I believe it is important to use quality gear. I refuse to buy something with the intentions of "five years from now I can upgrade". However, above all this is humility. I am not a professional drummer. I wouldn't call myself a "drummer" at all. I have no intentions of making a career out of this. I am not planning to take this anywhere to seriously. Everything should have a budget, and I have no business devoting $8,000 to a hobby. This is not a career. Let the guys making a living off of this stuff buy the fancy stuff. I am only a worshipper, not a professional.
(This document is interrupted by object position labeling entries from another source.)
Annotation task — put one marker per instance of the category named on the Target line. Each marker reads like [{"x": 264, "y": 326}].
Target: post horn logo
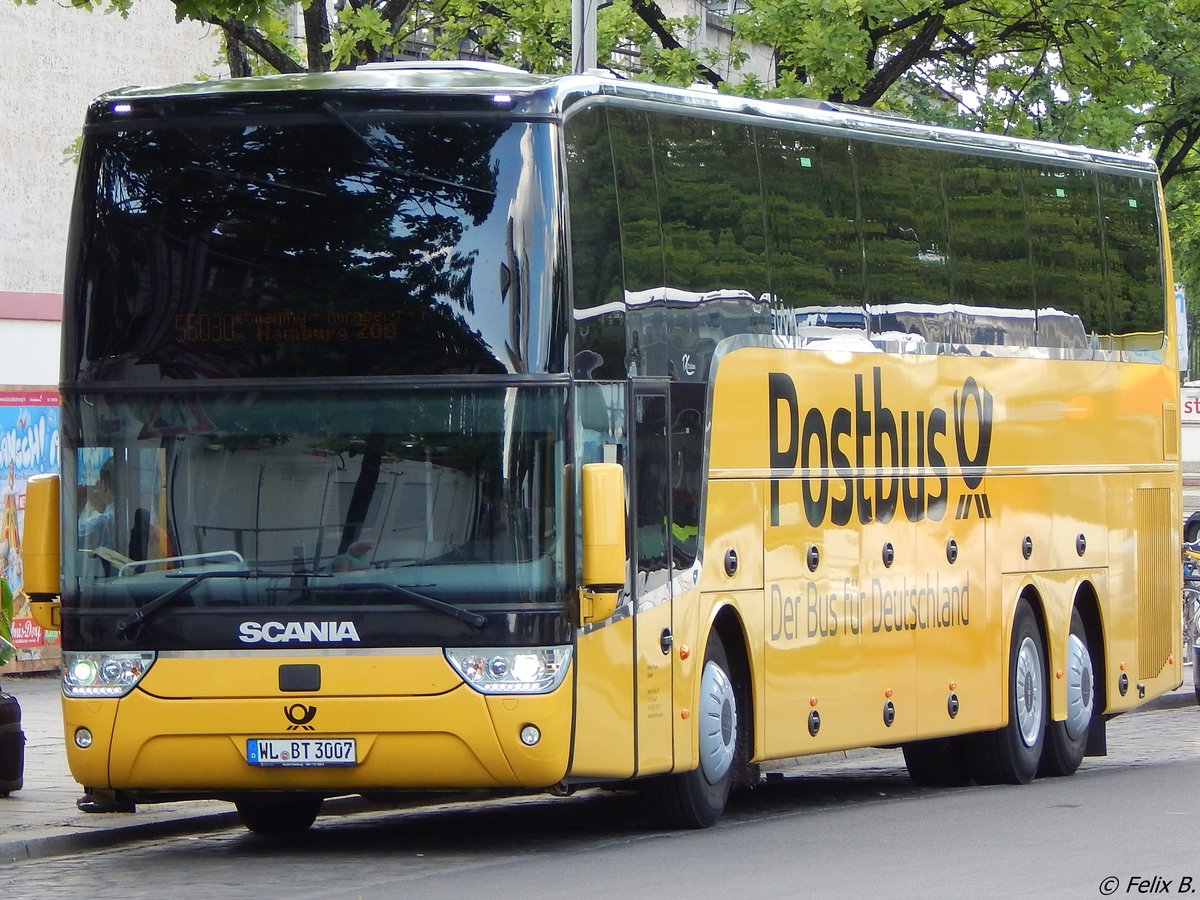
[{"x": 300, "y": 715}]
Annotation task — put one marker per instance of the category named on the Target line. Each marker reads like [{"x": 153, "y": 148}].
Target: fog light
[{"x": 531, "y": 735}]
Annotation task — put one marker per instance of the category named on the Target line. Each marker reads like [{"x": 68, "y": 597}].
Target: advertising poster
[{"x": 30, "y": 444}]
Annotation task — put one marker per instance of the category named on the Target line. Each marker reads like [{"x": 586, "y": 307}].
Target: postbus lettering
[{"x": 904, "y": 449}]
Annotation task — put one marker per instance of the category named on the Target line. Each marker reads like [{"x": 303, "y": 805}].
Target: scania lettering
[
  {"x": 449, "y": 427},
  {"x": 304, "y": 631}
]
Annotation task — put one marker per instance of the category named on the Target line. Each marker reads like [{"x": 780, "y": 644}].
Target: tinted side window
[
  {"x": 595, "y": 247},
  {"x": 811, "y": 221},
  {"x": 712, "y": 205},
  {"x": 1132, "y": 253},
  {"x": 904, "y": 223},
  {"x": 989, "y": 250},
  {"x": 1068, "y": 271},
  {"x": 641, "y": 232}
]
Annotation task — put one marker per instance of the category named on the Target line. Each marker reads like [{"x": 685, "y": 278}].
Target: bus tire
[
  {"x": 941, "y": 762},
  {"x": 1066, "y": 741},
  {"x": 697, "y": 798},
  {"x": 1012, "y": 755},
  {"x": 279, "y": 814}
]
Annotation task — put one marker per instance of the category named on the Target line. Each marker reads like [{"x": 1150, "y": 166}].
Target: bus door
[{"x": 652, "y": 589}]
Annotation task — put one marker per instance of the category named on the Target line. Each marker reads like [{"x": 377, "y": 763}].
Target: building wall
[{"x": 55, "y": 59}]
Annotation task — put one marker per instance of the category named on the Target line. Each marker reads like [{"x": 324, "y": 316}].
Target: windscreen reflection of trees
[
  {"x": 387, "y": 479},
  {"x": 310, "y": 219}
]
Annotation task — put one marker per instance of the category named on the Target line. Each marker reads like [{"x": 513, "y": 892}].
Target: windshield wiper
[
  {"x": 144, "y": 612},
  {"x": 475, "y": 619}
]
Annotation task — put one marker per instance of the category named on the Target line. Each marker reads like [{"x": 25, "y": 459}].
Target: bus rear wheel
[
  {"x": 279, "y": 814},
  {"x": 1012, "y": 755},
  {"x": 1067, "y": 739},
  {"x": 696, "y": 798}
]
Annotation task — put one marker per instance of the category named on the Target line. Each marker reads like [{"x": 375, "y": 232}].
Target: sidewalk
[{"x": 41, "y": 820}]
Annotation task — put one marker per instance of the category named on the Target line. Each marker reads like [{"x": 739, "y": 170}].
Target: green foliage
[{"x": 1120, "y": 75}]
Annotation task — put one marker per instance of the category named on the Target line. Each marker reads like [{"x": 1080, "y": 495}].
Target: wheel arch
[
  {"x": 1087, "y": 603},
  {"x": 727, "y": 624}
]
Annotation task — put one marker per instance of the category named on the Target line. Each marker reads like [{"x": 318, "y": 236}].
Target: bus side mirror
[
  {"x": 604, "y": 537},
  {"x": 41, "y": 550}
]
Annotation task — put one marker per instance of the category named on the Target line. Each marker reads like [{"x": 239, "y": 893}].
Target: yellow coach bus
[{"x": 443, "y": 426}]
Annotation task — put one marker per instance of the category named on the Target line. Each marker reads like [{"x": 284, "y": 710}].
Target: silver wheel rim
[
  {"x": 718, "y": 723},
  {"x": 1029, "y": 691},
  {"x": 1079, "y": 688}
]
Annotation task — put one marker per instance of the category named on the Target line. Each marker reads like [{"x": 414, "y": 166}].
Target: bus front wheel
[
  {"x": 696, "y": 798},
  {"x": 279, "y": 814},
  {"x": 1011, "y": 755}
]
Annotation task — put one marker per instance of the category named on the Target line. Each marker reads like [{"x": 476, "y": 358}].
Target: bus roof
[{"x": 533, "y": 95}]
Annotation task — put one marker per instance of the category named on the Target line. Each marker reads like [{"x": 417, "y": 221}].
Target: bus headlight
[
  {"x": 103, "y": 675},
  {"x": 511, "y": 670}
]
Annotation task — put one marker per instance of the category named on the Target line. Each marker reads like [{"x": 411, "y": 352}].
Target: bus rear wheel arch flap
[
  {"x": 1066, "y": 741},
  {"x": 279, "y": 814},
  {"x": 697, "y": 798},
  {"x": 1013, "y": 754}
]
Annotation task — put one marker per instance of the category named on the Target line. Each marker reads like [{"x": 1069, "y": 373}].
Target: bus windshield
[
  {"x": 315, "y": 499},
  {"x": 313, "y": 241}
]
Those 9000 pedals would have been over $300 a piece. That would make two pieces of hardware equal the cost of the drums themselves. That's too far.
From Left to Right:
dw9700 Boom - L-Crash & Ride Clamp
Ride Cymbal Boom Arm
dw5500TD - HiHat Stand
dw9300 Snare Legs
dw9700 Boom - R-Crash & T1
Old School CB Throne Legs
dw9300 Snare Basket
Floor Tom Legs
dw5000AD3 - Kick Pedal
CB Drum Throne Seat
Gretsch Kick Drum Lift Riser
All this fits on a 3x5ft black rug my mom found for me at Target. It all fits in my mid-sized SUV, and it call all be carried by one person, me.
For heads, I stuck with Evans. Gretsch and Evans are owned by the same company, so I figured they would have sort of designed the two using each other. I don't know. I've heard good heads from Remo, Attack and Aquarian too. I just went Evans. And here's why. Just like everything else, I prioritized and patiently took everything step by step. The Kick batter head was the first stop. I only liked what I saw from the Aquarian and Evans lines. That knocked it down to two. After seeing the dampening system used by Evans in their EMAD2 head, it was over for Aquarian. Like the rest of the kit, I wanted things to match.
Some guys are smart enough to buy the best items from the best companies and not worry about matching. I wish I was that smart. I'm too... anal retentive... or compulsive... whichever one it is where you're crazy about stuff matching. I left the resonate Kick head on with the Gretsch logo. For the toms, I went with EC2 coated batter heads, with EC clear's underneath. The coating on these things is more frosted than coated. I like it. Snare has an EC-Snare on top and a Hazy 300 below. I'll stick with Evans heads, and I'll probably stick with these same specs. I like them.
I may come across as a little particular, but I didn't want to go buy the model sitting on the Guitar Center showroom in Fayetteville. I ordered the kit from a warehouse. It came in two big boxes and my friend Phillip and I built it from the ground up. I would highly recommend this, by the way. I feel a lot more pride in the shells, and I'm glad I was patient enough to wait for UPS instead of Guitar Center. Don't get me wrong, I still use Guitar Center. I just didn't want anybody breathing on my drums.
I started making my own sticks a while back, and have gone and gotten myself addicted. I don't want to use anything else now. It took about 40 sticks to get them just right, but now that they are, OH MY GOSH I love 'em.
That pretty much walks you through the kit. No, that drags you. That was a LOOOONG post. I apologized to the non-drummers earlier but I'm sorry drummers too. dang. I hope you enjoyed it. You can be sure this will not be the last of me not shutting up about this thing, I just wanted to bring it all into one post. I would appreciate any comments that you could spare. thanks for reading!